イスラエルの貧しい人々のための備え 律法では,個々の人が他の人のぶどう園や穀物畑に入って,その中でその産物を満ち足りるまで食べてもよいことになっていましたが,何も持ち去るべきではありませんでした。(申 23:24,25)イスラエル人は穀物を収穫する際,畑の端を刈り尽くすことも,畑,オリーブの木,ぶどう園などから採り残しを集めることもしてはなりませんでした。というのは,落ち穂や採り残しは外人居留者,父なし子,やもめなどのためのものだったからです。
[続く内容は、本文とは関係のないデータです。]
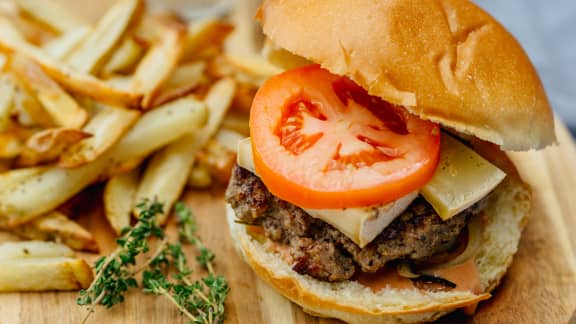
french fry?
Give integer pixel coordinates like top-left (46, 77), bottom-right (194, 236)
top-left (7, 75), bottom-right (55, 127)
top-left (0, 132), bottom-right (22, 159)
top-left (101, 37), bottom-right (144, 77)
top-left (214, 128), bottom-right (246, 153)
top-left (0, 167), bottom-right (46, 192)
top-left (164, 61), bottom-right (206, 88)
top-left (42, 25), bottom-right (91, 60)
top-left (133, 134), bottom-right (201, 224)
top-left (131, 15), bottom-right (186, 108)
top-left (226, 54), bottom-right (283, 80)
top-left (10, 55), bottom-right (88, 128)
top-left (103, 169), bottom-right (138, 235)
top-left (66, 0), bottom-right (142, 74)
top-left (226, 0), bottom-right (262, 55)
top-left (0, 211), bottom-right (99, 254)
top-left (8, 15), bottom-right (56, 45)
top-left (0, 75), bottom-right (16, 133)
top-left (0, 97), bottom-right (207, 226)
top-left (222, 112), bottom-right (250, 137)
top-left (232, 81), bottom-right (258, 115)
top-left (0, 241), bottom-right (74, 261)
top-left (0, 19), bottom-right (141, 107)
top-left (0, 53), bottom-right (8, 72)
top-left (151, 61), bottom-right (206, 107)
top-left (196, 140), bottom-right (236, 183)
top-left (58, 105), bottom-right (140, 168)
top-left (134, 79), bottom-right (236, 224)
top-left (14, 0), bottom-right (83, 32)
top-left (106, 75), bottom-right (133, 91)
top-left (188, 163), bottom-right (212, 189)
top-left (199, 78), bottom-right (236, 143)
top-left (18, 128), bottom-right (92, 166)
top-left (0, 257), bottom-right (94, 292)
top-left (182, 18), bottom-right (234, 62)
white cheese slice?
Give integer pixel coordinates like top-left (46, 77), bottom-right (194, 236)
top-left (238, 138), bottom-right (418, 247)
top-left (420, 133), bottom-right (506, 220)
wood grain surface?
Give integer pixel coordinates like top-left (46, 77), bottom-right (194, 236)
top-left (0, 0), bottom-right (576, 324)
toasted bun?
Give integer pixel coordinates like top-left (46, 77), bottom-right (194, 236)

―レビ 19:9,10; 申 24:19-21。
イスラエル人は3年ごとにその年の産物の十分の一をそっくり携え出し,レビ人,外人居留者,孤児,やもめなどの食物として自分たちの門の内側に蓄えておくことになっていました。―申 14:28,29。「什一」を参照。
土地は7年ごとに,また50年目つまりヨベルの年ごとに休まされ,完全な休みの安息が与えられることになっており,通例の穀物の収穫は行なわれませんでした。ですから,何でも自然に生えたものは貧しい人々の食物となりました。もっとも,土地所有者とその奴隷たちや雇われた労働者たちもそれを食べる権利がありました。しかし,一般のイスラエル人は安息年の間,自分たちの蓄えておいた食糧で生活したものと思われます。―出 23:10,11; レビ 25:1-7,11,12,20-22。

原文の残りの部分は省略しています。